Или лицемерно. В лицемерии часто обвиняют западные страны за якобы отказ защищать Украину и признавать, что терроризм в Париже и сепаратизм в Донецке это одно и то же. Эти обвинения и есть лицемерие, так как нигде и никогда Запад не обязывался защищать Украину от внутренних и внешних врагов. В Будапештском меморандуме говорилось лишь о том, что подписанты (каждый говорил только за себя) сами не станут вмешиваться во внутренние дела Украины. Поэтому призывы прийти и спасти, на самом деле, как раз противоречат этому документу. То, что делает сейчас США, например, идет, в принципе, вразрез с договоренностью. Но кто читает документы, на которые все ссылаются? Кто смотрит статистику? Кто задумывается о том, что сепаратисты Лугандона никак не подходят под определения террористов? Они все, что угодно, но не террористы в общепринятом смысле. Более того, как всем известно, при определенных условиях была вероятность распространения сепаратистского контроля на гораздо большей территории. Хотя бы потому, что не все в восторге от последствий, реальных или воображаемых, Евромайдана. Это необязательно адепты «русского мира», а люди, которых пугает риторика националистов, контроль олигархов, отсутствие работы и перспектив, падение уровня жизни, которым ни к чему безвизовый режим с ЕС и переименование улиц, люди, которые не вписываются ни в один из предлагаемых вариантов. И когда мне напоминают, что это просто предатели и непатриоты, я вспоминаю, что невероятно патриотичные американцы любят кричать, что они патриоты лучшей в мире страны. Лучшей, заметьте. Любить страну за то, что тебе в ней хреново — это так по советски. Лицимерят ли американцы?

То, что вместо «гражданской войны и интервенции» столкновение на Донбассе назвали эвфемизмом «Антитеррористическая операция» ради сохранения возможности доступа к финансовой и военной помощи Запада, не делает ее таковой. И во время войны, длящейся второй год с применением тяжелого вооружения, количество погибших неизбежно будет превышать количество жертв таких массовых терактов, как атака на Башни Близнецы. Сколько бы на Украине не говорили о столкновении цивилизаций, о противостоянии российской агрессии в качестве форпоста Европы, реальность показывает, что принципиальных различий между Россией и Украиной гораздо меньше, чем между Украиной и Нидерландами. И дело тут даже не в цифрах дохода на душу населения, валового продукта по сравнению с 1913 годом и количества каналов с велосипедными дорожками. Речь идет о восприятии определенных ценностей. Можно исходить из того, что любая жизни равно значима, будь это жизнь черного или белого, мужчины или женщины, больного СПИДом гомосексуалиста или раненого в бою солдата, искалеченного ребенка наркоманов или одинокой старухи, и возмущаться лицемерием общества, если кто-то получает преференции.

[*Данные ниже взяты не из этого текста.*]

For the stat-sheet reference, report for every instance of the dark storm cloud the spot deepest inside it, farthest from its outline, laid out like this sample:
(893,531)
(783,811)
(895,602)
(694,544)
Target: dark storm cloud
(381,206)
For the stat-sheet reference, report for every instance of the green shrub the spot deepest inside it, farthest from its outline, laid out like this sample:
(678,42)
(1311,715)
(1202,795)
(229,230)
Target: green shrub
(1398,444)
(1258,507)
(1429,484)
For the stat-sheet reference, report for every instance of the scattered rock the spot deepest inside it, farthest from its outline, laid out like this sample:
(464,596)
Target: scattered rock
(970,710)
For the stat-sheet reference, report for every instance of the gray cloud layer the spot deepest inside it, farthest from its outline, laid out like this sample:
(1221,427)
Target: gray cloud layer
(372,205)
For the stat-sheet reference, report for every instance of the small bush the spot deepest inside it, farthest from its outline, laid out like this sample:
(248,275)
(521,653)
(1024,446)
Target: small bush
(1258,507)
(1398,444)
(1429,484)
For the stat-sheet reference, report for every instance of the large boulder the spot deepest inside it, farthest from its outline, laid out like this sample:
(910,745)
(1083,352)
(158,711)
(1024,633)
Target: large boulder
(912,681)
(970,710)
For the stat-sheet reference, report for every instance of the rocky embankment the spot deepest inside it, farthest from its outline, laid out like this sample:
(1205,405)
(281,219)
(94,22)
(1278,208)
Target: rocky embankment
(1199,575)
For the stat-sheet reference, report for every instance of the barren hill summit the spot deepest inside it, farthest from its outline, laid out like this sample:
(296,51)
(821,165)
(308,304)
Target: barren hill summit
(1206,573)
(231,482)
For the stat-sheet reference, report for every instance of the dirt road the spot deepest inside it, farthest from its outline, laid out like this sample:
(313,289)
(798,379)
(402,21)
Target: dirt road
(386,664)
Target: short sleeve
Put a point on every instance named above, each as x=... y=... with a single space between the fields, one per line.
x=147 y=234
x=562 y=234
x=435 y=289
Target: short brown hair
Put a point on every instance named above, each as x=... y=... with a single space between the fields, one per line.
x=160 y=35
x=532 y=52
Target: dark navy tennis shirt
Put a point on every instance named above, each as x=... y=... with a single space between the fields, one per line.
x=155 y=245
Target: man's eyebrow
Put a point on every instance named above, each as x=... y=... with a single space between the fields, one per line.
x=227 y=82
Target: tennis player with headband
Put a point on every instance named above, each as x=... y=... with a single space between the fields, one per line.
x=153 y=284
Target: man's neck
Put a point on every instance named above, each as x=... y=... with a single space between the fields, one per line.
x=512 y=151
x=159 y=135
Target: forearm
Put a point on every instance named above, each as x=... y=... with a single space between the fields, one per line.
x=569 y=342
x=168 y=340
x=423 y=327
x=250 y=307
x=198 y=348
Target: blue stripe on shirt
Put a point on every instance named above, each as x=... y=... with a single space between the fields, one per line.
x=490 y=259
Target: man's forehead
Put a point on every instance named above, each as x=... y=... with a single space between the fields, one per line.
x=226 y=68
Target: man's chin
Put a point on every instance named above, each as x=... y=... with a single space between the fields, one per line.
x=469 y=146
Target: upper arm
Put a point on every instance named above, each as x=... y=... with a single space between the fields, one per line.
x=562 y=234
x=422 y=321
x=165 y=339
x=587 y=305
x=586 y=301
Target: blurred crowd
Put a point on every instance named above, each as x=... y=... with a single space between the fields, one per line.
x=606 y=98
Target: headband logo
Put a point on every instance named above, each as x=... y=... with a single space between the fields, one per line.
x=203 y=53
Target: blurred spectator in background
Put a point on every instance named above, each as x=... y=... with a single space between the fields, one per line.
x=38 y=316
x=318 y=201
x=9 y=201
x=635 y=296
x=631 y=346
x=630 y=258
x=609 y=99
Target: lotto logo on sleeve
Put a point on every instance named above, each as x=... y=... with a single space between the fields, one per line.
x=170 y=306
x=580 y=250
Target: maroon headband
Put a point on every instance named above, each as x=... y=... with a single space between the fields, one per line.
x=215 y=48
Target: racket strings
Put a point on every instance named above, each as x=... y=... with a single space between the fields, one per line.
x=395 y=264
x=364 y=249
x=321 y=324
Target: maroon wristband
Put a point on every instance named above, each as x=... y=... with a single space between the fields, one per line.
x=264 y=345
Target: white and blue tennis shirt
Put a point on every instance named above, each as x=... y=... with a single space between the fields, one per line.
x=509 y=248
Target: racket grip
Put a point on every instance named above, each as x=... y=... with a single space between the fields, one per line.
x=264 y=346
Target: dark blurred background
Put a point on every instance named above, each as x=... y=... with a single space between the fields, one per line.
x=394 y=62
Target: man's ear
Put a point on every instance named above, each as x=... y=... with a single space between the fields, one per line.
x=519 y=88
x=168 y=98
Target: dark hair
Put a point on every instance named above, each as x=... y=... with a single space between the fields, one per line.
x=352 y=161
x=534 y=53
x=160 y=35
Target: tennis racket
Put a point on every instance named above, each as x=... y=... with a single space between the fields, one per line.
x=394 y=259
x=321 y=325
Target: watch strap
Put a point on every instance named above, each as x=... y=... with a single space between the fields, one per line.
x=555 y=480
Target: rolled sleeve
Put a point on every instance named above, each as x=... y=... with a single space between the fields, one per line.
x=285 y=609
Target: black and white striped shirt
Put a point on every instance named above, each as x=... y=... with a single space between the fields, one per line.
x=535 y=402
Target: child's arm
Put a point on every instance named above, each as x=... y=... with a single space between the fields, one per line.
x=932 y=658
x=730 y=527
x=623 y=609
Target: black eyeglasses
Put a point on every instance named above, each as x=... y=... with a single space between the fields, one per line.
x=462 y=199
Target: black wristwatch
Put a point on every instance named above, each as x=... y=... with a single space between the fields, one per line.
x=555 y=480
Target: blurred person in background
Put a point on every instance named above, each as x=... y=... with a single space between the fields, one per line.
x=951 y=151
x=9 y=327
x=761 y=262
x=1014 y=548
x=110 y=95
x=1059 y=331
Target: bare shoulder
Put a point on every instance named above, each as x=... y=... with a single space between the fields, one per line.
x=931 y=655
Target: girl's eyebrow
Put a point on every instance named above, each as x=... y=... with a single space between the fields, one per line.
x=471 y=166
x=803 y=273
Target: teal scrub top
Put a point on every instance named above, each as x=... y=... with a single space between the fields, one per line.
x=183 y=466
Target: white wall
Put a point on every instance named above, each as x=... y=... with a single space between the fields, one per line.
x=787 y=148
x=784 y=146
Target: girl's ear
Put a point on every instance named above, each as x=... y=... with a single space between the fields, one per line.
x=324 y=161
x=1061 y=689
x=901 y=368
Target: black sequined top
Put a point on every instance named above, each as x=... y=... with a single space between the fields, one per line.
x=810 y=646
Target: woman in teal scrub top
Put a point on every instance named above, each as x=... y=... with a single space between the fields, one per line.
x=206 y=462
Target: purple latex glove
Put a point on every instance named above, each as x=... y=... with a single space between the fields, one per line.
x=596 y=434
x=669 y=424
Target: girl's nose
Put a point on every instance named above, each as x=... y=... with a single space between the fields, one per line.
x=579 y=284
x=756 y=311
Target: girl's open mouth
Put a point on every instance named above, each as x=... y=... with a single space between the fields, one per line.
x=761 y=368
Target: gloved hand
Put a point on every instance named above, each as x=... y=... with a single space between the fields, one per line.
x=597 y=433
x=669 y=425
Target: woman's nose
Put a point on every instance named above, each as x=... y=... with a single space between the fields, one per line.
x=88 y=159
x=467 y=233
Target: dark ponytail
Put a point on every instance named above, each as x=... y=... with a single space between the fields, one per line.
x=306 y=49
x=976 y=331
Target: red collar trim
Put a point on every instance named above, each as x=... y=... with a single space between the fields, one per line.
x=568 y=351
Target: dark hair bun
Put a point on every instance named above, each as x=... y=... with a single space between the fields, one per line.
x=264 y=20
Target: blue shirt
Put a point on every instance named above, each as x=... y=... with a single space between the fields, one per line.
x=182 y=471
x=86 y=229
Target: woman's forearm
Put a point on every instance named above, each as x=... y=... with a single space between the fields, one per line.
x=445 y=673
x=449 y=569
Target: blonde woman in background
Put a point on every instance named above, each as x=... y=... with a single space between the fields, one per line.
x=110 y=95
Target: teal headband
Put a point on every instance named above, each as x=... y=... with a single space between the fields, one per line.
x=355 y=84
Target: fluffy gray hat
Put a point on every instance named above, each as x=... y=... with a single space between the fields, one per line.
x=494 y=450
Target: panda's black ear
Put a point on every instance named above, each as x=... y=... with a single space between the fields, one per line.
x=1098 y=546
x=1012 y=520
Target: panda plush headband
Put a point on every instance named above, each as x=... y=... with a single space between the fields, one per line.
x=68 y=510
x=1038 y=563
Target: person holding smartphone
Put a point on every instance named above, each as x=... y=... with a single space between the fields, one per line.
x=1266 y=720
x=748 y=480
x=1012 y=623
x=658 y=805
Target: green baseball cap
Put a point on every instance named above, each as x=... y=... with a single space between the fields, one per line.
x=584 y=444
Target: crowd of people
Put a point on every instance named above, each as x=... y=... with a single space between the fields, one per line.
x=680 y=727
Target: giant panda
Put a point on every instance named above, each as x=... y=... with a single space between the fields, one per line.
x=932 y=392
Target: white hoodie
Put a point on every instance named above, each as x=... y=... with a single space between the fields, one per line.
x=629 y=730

Но вы мне скажите, разве жизнь ребенка, погибшего при минометном обстреле под Горловкой, не равняется жизни такого же ребенка, ставшим жертвой террористов в Париже? Абсолютно, жизнь это жизнь. Вопрос здесь в том: что мы, как общество делаем, чтобы эта жизнь оставалась жизнью? Могла бы Франция, или вся Европа, сделать больше, чтобы, если не предотвратить, то хотя бы снизить вероятность террористических атак? Да, до определенной степени. Но только до определенной, потому что свободная демократическая страна не может стать тоталитарным полицейским государством, не совершив при этом самоубийства, не изменив себя совершенно. Но именно это и должна была сделать независимая 24 года Украина — изменить себя в обратном направлении, чтобы из тоталитарного государства стать свободной демократической страной, в которой существуют институализированные механизмы решения любых проблем, где конфликты решаются в политическом и правовом поле. Тогда бы дело не дошло до Путина и минометов, тогда бы не погиб ребенок под Горловкой. Тогда бы любое вмешательство извне бы приобретало действительно символический статус, понятный и принимаемый всеми — «они против нас», «хорошие против плохих» и цифры бы не играли особого значения.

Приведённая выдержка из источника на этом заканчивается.